Des légendes et des vraies en visite à l’Upstairs

Qui dit The Heath Brothers dit l’histoire du jazz de la fin de la Deuxième Guerre mondiale à nos jours.
Photo: Six Media Marketing Qui dit The Heath Brothers dit l’histoire du jazz de la fin de la Deuxième Guerre mondiale à nos jours.

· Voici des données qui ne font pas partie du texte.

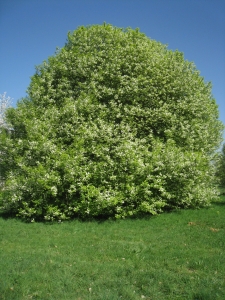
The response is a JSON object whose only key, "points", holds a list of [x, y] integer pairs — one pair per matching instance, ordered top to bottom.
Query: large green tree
{"points": [[115, 125]]}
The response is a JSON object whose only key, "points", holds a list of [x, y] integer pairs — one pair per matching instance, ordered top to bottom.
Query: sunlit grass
{"points": [[178, 255]]}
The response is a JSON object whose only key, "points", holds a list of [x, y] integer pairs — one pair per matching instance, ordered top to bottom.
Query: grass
{"points": [[178, 255]]}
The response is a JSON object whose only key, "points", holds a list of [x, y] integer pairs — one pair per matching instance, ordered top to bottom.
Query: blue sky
{"points": [[30, 31]]}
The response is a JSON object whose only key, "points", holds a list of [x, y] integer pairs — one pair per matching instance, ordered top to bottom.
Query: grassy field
{"points": [[178, 255]]}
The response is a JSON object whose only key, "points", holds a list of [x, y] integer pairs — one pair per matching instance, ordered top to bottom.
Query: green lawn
{"points": [[178, 255]]}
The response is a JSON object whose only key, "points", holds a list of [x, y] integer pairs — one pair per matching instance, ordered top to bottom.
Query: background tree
{"points": [[5, 102], [114, 125], [221, 168]]}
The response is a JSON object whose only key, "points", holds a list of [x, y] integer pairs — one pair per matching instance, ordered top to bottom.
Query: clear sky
{"points": [[30, 31]]}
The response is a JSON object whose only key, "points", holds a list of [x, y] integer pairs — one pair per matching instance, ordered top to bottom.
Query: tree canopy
{"points": [[114, 125]]}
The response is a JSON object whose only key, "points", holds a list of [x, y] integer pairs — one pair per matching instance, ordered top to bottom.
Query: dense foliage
{"points": [[114, 124], [220, 167]]}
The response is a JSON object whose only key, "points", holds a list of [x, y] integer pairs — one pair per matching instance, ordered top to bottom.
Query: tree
{"points": [[5, 103], [114, 125], [220, 170]]}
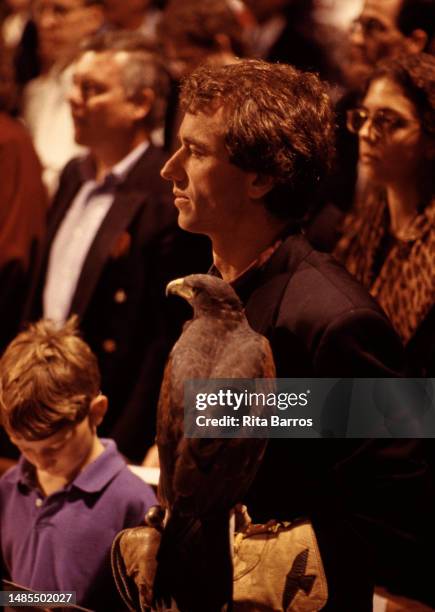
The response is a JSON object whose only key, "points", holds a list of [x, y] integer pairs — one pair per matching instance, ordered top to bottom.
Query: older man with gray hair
{"points": [[113, 243]]}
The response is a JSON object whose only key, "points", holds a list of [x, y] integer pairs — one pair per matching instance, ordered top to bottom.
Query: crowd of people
{"points": [[300, 157]]}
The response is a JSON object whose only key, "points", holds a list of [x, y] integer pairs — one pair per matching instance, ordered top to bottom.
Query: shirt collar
{"points": [[119, 171], [255, 265], [92, 479]]}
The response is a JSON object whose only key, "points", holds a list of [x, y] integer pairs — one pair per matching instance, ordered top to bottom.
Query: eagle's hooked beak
{"points": [[178, 287]]}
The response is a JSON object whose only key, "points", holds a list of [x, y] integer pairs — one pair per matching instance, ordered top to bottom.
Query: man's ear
{"points": [[416, 41], [142, 103], [259, 186], [97, 410]]}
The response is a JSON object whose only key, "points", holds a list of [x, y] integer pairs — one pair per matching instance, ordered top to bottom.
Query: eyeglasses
{"points": [[369, 26], [383, 121]]}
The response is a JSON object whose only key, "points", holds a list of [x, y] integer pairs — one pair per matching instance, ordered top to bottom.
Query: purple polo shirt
{"points": [[62, 542]]}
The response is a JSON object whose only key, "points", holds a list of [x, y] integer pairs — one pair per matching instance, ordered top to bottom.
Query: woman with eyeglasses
{"points": [[388, 243]]}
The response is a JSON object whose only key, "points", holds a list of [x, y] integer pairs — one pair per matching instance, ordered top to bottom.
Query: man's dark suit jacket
{"points": [[120, 296], [362, 495]]}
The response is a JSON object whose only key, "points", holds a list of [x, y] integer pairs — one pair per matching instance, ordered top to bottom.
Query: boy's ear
{"points": [[260, 185], [98, 409]]}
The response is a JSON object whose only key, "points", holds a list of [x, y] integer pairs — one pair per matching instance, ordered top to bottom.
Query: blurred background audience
{"points": [[139, 16], [61, 26], [196, 31], [343, 40], [23, 206], [389, 240]]}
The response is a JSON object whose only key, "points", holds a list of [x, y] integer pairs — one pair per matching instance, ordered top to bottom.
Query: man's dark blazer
{"points": [[120, 296], [361, 495]]}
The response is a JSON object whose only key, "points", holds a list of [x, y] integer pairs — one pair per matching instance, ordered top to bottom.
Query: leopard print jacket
{"points": [[405, 284]]}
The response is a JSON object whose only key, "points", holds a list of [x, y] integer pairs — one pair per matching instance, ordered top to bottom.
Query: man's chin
{"points": [[188, 224]]}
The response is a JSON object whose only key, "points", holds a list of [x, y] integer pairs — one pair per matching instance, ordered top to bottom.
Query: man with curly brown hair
{"points": [[256, 144]]}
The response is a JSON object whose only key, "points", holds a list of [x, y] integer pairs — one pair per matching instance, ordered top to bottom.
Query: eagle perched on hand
{"points": [[201, 480]]}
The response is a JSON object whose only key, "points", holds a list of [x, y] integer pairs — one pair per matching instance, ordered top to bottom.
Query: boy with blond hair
{"points": [[71, 492]]}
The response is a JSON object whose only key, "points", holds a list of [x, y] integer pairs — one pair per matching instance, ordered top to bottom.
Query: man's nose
{"points": [[45, 20], [356, 35], [74, 96], [172, 170]]}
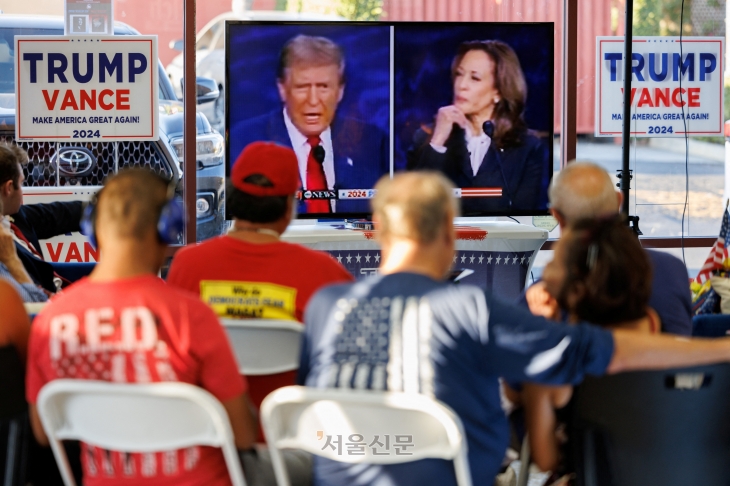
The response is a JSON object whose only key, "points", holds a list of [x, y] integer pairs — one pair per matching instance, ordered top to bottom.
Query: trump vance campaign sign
{"points": [[91, 88], [675, 91]]}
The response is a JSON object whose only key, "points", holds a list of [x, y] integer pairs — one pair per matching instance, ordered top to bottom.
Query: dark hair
{"points": [[310, 50], [510, 81], [10, 157], [132, 200], [256, 209], [606, 265]]}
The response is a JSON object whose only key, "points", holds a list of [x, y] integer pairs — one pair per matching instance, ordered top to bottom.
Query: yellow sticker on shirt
{"points": [[256, 300]]}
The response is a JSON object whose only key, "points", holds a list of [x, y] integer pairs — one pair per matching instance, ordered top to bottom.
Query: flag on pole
{"points": [[717, 259]]}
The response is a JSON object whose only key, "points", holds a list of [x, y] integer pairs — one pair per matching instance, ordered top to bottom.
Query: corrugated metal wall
{"points": [[594, 19]]}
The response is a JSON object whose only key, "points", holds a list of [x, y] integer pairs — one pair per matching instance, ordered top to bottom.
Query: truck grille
{"points": [[41, 169]]}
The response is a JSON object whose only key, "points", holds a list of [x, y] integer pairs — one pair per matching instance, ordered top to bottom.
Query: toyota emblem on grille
{"points": [[74, 161]]}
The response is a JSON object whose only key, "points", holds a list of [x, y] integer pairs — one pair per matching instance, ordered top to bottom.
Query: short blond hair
{"points": [[583, 190], [131, 202], [414, 205]]}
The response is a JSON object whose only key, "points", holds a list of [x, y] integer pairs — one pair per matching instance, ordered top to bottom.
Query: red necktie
{"points": [[316, 180], [22, 237]]}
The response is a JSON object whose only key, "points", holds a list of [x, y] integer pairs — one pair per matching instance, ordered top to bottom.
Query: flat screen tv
{"points": [[359, 101]]}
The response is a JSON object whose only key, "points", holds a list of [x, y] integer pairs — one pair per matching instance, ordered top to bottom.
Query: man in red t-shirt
{"points": [[276, 278], [123, 324]]}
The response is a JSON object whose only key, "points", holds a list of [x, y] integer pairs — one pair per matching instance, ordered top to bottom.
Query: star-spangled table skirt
{"points": [[501, 258]]}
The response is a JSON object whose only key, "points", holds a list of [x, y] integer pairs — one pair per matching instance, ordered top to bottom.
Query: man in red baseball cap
{"points": [[277, 278]]}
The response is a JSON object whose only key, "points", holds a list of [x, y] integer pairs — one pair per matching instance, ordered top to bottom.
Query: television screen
{"points": [[358, 101]]}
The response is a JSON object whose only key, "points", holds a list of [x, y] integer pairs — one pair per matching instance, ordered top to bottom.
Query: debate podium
{"points": [[500, 253]]}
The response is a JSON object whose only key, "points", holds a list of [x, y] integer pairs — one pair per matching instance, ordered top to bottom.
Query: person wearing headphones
{"points": [[123, 324]]}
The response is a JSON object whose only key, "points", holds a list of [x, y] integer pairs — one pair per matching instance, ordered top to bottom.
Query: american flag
{"points": [[718, 253]]}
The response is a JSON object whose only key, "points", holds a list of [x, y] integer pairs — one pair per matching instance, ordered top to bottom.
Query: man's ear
{"points": [[282, 90], [342, 93], [6, 188]]}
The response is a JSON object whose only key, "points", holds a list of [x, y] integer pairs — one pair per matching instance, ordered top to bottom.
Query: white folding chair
{"points": [[264, 346], [296, 417], [135, 418]]}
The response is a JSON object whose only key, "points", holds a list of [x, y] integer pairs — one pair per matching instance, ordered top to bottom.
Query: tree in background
{"points": [[349, 9], [360, 9], [661, 17]]}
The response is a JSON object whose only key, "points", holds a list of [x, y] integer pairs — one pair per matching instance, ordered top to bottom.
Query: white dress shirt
{"points": [[477, 145], [302, 148]]}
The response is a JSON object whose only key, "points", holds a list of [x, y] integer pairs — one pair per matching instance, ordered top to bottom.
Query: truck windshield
{"points": [[7, 53]]}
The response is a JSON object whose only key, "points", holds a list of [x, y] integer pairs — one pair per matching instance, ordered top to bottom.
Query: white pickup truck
{"points": [[60, 171]]}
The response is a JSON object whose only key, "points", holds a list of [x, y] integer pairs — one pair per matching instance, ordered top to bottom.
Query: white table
{"points": [[500, 253]]}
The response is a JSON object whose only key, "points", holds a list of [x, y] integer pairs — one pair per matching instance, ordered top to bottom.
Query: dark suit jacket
{"points": [[361, 151], [523, 171], [40, 222], [670, 295]]}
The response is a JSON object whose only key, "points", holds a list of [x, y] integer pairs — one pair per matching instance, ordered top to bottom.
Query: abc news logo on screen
{"points": [[314, 195]]}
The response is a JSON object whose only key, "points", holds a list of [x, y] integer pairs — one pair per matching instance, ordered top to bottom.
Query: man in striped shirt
{"points": [[408, 330]]}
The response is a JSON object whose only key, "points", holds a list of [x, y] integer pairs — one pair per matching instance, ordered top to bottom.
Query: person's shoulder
{"points": [[355, 125], [530, 139], [316, 259], [664, 264], [329, 294]]}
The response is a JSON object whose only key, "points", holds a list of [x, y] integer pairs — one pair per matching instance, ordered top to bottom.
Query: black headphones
{"points": [[169, 226]]}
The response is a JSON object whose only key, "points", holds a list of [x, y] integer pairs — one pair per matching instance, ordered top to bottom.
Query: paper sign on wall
{"points": [[88, 17], [90, 88], [676, 89]]}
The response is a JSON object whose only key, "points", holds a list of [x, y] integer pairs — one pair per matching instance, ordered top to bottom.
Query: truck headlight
{"points": [[208, 150], [204, 205]]}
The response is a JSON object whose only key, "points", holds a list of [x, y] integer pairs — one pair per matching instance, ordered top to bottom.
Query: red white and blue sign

Oyez, oyez, citoyens et citoyennes du « monde mondial », les frères Heath, qui ont pour nom de groupe The Heath Brothers, se produiront à quatre reprises dans le cadre du Festival de jazz à l’Upstairs. Youpi, mille fois youpi ! Quand ? Les 26 et 27 juin.

 

Imaginez ! Les Heath à Montréal… On n’en revient pas. La dernière fois qu’ils ont présidé une bamboche musicale ici à Montréal, ici parmi nous, c’était au Soleil levant, alias The Rising Sun, peu après que Richard Nixon eut quitté la Maison-Blanche comme un voleur au milieu des années 70.

 

On s’en souvient parce que justement le saxophoniste Jimmy, le contrebassiste Percy, l’aîné connu pour avoir été membre du Modern Jazz Quartet — le benjamin et batteur Albert dit Tootie n’était pas encore avec eux —, avaient joué l’hilarant The Watergate Blues que Percy avait composé en regardant le départ de Nixon à la télé.

 

On s’en souvient parce qu’ils proposaient le troc suivant dans l’enceinte du Soleil levant : le premier enregistrement des Heath Brothers paru sur l’étiquette-coopérative Strata-East, avec notamment Stanley Cowell au piano, contre espèces sonnantes et non trébuchantes. Et alors ? Cet album était une splendeur grâce au chapelet de finesses, dont le Watergate, qu’il renfermait.

 

On s’en souvient parce qu’ils avaient décliné pendant plus de deux heures une maîtrise des élégances à faire pâlir d’envie… Qui donc ? Allez, tous les fantômes de Coco Chanel.

 

Bon ou bien, c’est au choix, on n’a pas encore dit l’essentiel. Qui dit The Heath Brothers dit l’histoire du jazz de la fin de la Deuxième Guerre mondiale à nos jours. On exagère ? Parfois, mais là, pas du tout.

 

On en doute ? Jimmy, Percy et Albert ont enregistré, et pas seulement joué, avec John Coltrane, Dexter Gordon, Duke Jordan, Dizzy Gillespie, Herbie Hancock, J. J. Johnson, Thelonious Monk, Sonny Rollins, Gil Evans, Bobby Timmons, Fats Navarro, Max Roach, Art Farmer… Par amour pour les compositions de Jimmy, Chet Baker était allé jusqu’à consacrer un album à ses chefs-d’oeuvre. C’est dire.

 

Mais ce n’est pas tout dire, car pour dire le tout faudra attendre leur passage. En attendant, sur eux nous reviendrons en long et en large, car ils méritent le qualificatif de légende qu’ici et là on use et abuse sans égard à la signification du mot.

 

Oyez, oyez, lecteurs et lectrices, on a l’immense plaisir de vous communiquer une autre grande nouvelle : le conglomérat culturel Universal Music a décidé de réactiver le label Impulse, très célèbre pour avoir été celui de John Coltrane avant tout et de Sonny Rollins, de Gil Evans, d’Oliver Nelson, d’Archie Shepp et de quelques autres clochards célestes des années 60.

 

La direction de cette aventure a été confiée à Jean-Philippe Allard. Un Parisien réputé pour avoir été le grand sachem de Gitanes Jazz productions qui, dans les années 90 et 2000, avait requinqué les carrières de Randy Weston, de Charlie Haden, d’Abbey Lincoln, de Charles Brown et de plusieurs autres. Dans une entrevue accordée récemment à Jazz Magazine par le pianiste Weston, ce dernier affirme qu’Allard était et reste le meilleur producteur qu’il ait rencontré.

 

Au programme du nouvel Impulse : des albums de Kenny Barron, de Weston, de Ran Blake, de Charlie Haden avec Jim Hall, de Jacky Terrasson et de Rodney Kendrick.

 

Au programme du numéro courant de Jazz News : un dossier consacré au 40e anniversaire de la publication de l’oeuvre par excellence de John Coltrane, A Love Suprême. Aussi, des articles sur Danilo Perez, Brad Meldhau, Claude Nougaro, plus les rubriques habituelles.